Interviewee name: Mohamed Zahir Alimohamed
Role in RESPOND-AFRICA: Research Coordinator/Scientist
RESPOND-AFRICA projects he is involved in: REF2021, Mapitio study, Inte-comm, MOCCA, Inte-Africa
Where they are based: Hindu Mandal Hospital, Dar es salaam, Tanzania
Past role/job: Research Scientist
Who are you?
I am a trained molecular biologist and biotechnologist having done my PhD training in the area of medical genetics (Groningen, NL) where I looked at the applications of next generation sequencing in solving/diagnosing genetic diseases. I returned to my home country Tanzania in 2019 and co-founded the Tanzania Human Genetics Organization, joined Muhimbili University of Health and Allied Sciences as an Honorary lecturer (Dept. of Haematology and Blood Transfusion) and co-lead the gene therapy research unit at the sickle cell program-MUHAS. In 2020, I joined Hindu Mandal Hospital as the acting director of research and training and I continue to work and learn under Prof. Kaushik in the areas of NCDs and chronic illnesses in Tanzania. I am a football fanatic, a Manchester United supporter, a coffee addict, a humanitarian, Pan-African, feminist and a life learner. I have never tasted tea in my life!
The narrative and the health priorities in Africa and especially in Tanzania, need to be defined and set out by local health professionals and driven by local talent
How has your journey helped you lead to this point in your career?
Perseverance, focus and hard work are the main principles I live by.
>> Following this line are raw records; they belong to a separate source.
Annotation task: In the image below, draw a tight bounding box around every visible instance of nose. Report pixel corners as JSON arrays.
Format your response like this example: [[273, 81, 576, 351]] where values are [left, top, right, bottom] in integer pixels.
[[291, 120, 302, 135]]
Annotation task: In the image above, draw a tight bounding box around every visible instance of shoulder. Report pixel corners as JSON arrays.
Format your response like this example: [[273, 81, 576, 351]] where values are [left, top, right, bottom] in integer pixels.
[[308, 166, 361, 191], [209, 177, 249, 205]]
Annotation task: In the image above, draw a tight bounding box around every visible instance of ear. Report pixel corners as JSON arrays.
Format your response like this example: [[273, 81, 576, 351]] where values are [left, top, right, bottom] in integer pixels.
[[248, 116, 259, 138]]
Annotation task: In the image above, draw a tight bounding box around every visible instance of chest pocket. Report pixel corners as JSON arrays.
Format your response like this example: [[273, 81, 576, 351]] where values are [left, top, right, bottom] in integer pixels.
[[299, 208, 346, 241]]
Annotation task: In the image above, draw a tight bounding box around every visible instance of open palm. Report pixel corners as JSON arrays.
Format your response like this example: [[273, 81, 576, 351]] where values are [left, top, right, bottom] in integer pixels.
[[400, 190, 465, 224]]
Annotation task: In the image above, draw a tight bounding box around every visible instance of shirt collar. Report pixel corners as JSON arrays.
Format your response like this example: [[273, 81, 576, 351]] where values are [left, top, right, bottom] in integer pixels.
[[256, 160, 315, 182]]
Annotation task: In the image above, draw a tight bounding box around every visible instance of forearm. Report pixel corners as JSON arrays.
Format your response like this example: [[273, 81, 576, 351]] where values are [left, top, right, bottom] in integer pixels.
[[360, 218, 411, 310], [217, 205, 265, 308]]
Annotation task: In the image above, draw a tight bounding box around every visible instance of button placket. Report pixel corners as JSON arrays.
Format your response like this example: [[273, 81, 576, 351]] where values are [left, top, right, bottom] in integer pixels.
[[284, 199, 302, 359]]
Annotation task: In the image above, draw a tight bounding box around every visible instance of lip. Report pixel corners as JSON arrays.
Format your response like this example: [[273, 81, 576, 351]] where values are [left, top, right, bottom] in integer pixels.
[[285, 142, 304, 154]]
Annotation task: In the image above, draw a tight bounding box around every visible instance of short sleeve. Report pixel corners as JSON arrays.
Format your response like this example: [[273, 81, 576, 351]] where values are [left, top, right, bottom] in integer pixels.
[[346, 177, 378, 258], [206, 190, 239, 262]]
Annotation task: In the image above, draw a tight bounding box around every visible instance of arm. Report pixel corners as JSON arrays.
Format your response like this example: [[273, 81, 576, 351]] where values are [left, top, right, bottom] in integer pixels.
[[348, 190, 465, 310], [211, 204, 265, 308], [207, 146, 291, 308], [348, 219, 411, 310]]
I have been blessed with opportunities to obtain scholarships to study abroad, and meet with brilliant scientists and mentors throughout my education and work. Through conferences and research, I realised the importance of returning to Africa to serve my country and the lack of genetics infrastructure in Tanzania, paved a pathway to do something substantial for the country. Getting involved with NCD related research and chronic illnesses has been a wonderful experience and game changer for me. I look forward to continued learning and contributing more.
How did you initially get involved in research?
Inherently I have been in awe of the advancements made through science and as an inquisitive person, research was intriguing and my calling. Choosing BSc Biotechnology was the first step that got me on the journey and before I knew it, I was breathing research.
More research and work need to be done to ensure proper usage, increased satisfaction and acceptance of integrated care in the population
How has the field of integrated care, especially in sub-Saharan Africa, been changing?
There has been a positive change on the awareness component as far as NCD and integrated care is concerned. This is true for both, policy makers as well as patient communities. However, there is still a lot of work to be done to formulate policies that actually work at the ground level in the local context. More research and work need to be done to ensure proper usage, increased satisfaction and acceptance of integrated care in the population.
What areas of HIV and NCD research and/or project management do you think are being neglected?
These areas are women and NCDs, neglected NCDs such as outside diabetes, COPD, neoplasms and CVD, equity in addressing health as opposed to diseases, focus on prevention and sustainability, and paediatric HIV.
I continue to devote myself to training local students, conducting local research, bridging the gap between LMIC and the developed world
What do you hope to do in your role and as a member of the RESPOND-AFRICA consortium?
I have always been interested in capacity building and infrastructure development in Africa for Africa by Africans. The narrative and the health priorities in this continent and especially in Tanzania, need to be defined and set out by local health professionals and driven by local talent. This is when Africa will truly progress in addressing its own problems and issues surrounding health and wellbeing. I continue to devote myself to training local students, conducting local research, bridging the gap between LMIC and the developed world as well as engaging with partners across the world to enable technology transfer in a meaningful and systematic manner.
Besides research and randomised control trials, what do you enjoy doing?
I enjoy swimming, football, comedy, acting and exploring the world (nature, culture, food).